Ricoh has announced two new 50mm f/1.4 lenses that look very similar on the outside but are designed to produce distinctively different image renditions.
The HD Pentax-FA 50mm f/1.4 and the smc Pentax-FA 50mm f/1.4 Classic are both designed to be used with the company’s K-mount DSLR cameras and while they look very similar from the outside, Ricoh says that they don’t produce the same type of photo.
Both are based on the legacy of the smc Pentax-FA 50mm f/1.4 lens that was launched in 1991 for Pentax’s film SLR cameras and in response to that model’s rising popularity in recent years because of its distinctive image rendition that is quite different from those produced by today’s digital-specific lenses, the company decided to bring it back.
The HD Pentax-FA 50mm f/1.4 is more akin to what a digital photography probably expects out of a modern lens. It uses Pentax’s latest high-grade, multi-layer HD Coating that it says ensures high-contrast images have edge-to-edge sharpness. While it retains the physical dimensions of the classic 1991 50mm f/1.4, it uses a new exterior design that is akin to the company’s latest DA- and D FA-series lenses so that it matches aesthetically with Pentax’s DSLRs like the K-3 Mark III.
The smc Pentax-FA 50mm f/1.4 Classic was designed to replicate the look of images created by lenses that were originally designed 50 years ago. Ricoh says that when the aperture is set wide open and a subject is photographed with a strong backlight, this Classic lens produces a visual effect commonly known as rainbow flare.
“The photographer can change the position and size of the rainbow flare by shifting the relative position of the subject and light source, creating a one-and-only visual expression not available with the latest lenses,” Ricoh explains. “By closing down the aperture to f/4 or smaller, the photographer can capture sharper, crisper images that are free of not only rainbow flare, but also ordinary flare and ghost images.”
The lens keeps the exterior design of the original 50mm f/1.4 as well, which means it has a black matte finish and a matte-black focus ring. The green ring, a design symbol of Pentax’s more recent digital-specific lenses, is absent so that it keeps a visual design philosophy more in line with Pentax’s cameras from the film SLR era.

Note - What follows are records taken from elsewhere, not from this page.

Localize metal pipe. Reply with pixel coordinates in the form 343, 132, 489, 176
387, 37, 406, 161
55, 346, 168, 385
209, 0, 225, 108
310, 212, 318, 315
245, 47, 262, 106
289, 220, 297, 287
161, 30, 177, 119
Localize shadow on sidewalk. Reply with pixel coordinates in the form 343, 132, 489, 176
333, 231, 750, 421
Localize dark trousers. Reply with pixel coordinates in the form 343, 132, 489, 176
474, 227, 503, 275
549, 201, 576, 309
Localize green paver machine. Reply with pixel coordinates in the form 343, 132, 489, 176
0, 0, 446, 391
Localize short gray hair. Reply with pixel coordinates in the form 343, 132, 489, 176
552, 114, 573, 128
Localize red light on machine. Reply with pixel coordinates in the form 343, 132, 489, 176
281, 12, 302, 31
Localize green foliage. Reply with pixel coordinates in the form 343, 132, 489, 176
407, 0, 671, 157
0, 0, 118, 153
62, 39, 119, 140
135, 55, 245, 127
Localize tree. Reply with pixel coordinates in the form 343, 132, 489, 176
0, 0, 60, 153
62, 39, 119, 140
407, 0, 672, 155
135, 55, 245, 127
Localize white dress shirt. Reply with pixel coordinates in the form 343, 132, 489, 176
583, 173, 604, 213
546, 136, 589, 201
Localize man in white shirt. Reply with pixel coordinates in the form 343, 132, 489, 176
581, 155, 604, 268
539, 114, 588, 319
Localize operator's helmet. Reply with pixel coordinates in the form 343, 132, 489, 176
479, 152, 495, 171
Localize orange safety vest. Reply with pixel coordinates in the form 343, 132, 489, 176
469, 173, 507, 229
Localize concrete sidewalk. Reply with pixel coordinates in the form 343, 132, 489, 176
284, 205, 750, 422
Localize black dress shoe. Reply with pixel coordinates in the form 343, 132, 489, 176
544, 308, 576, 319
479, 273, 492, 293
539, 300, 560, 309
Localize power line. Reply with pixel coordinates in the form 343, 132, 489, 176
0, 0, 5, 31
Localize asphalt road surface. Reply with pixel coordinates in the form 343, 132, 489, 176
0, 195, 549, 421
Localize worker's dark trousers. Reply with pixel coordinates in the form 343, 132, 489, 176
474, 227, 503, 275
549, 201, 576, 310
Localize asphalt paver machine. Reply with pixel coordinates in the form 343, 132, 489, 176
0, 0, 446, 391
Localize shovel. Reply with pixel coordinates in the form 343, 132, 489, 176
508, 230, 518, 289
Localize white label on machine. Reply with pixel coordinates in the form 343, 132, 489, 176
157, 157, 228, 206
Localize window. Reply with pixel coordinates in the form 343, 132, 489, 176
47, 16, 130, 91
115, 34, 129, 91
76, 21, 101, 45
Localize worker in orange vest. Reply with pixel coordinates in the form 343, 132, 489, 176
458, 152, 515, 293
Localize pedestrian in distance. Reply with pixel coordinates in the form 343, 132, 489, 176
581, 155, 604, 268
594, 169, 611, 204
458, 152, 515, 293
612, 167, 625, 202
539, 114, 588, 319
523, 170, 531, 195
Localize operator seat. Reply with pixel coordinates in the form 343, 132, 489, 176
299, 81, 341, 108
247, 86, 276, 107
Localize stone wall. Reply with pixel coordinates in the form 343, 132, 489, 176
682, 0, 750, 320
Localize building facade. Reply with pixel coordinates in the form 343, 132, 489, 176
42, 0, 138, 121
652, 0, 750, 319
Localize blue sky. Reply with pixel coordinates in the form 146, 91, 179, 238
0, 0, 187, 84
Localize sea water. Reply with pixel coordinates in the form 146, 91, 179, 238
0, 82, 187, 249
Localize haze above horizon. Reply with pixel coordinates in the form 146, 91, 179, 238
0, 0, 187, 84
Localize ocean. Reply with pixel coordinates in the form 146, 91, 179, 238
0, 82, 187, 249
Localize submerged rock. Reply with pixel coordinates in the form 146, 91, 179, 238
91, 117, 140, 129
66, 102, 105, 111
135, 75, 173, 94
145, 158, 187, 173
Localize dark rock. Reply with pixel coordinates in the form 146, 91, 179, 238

Both lenses feature the same seven element in six group optical formula and both also share an aperture range of f/1.4 through f/22 via an eight-bladed diaphragm. Basically everything else about the performance and capabilities of the two lenses is identical except for the HD Coating on the HD Pentax-FA 50mm f/1.4, which as mentioned is absent from the smc Pentax-FA 50mm f/1.4 Classic.
“Designed to be fully compatible with older K-mount digital SLR cameras and film-format AF SLR cameras, these lenses allow the photographer to retain all camera functions, thanks to the aperture ring installed on the lens body, and the mechanism designed to couple the lens with the camera’s motor-driven, in-body AF system,” Ricoh adds.
The two lenses are set to be available mid-June. The HD Pentax-FA 50mm f/1.4 will retail for $350 while the smc Pentax-FA 50mm f/1.4 Classic will cost $380.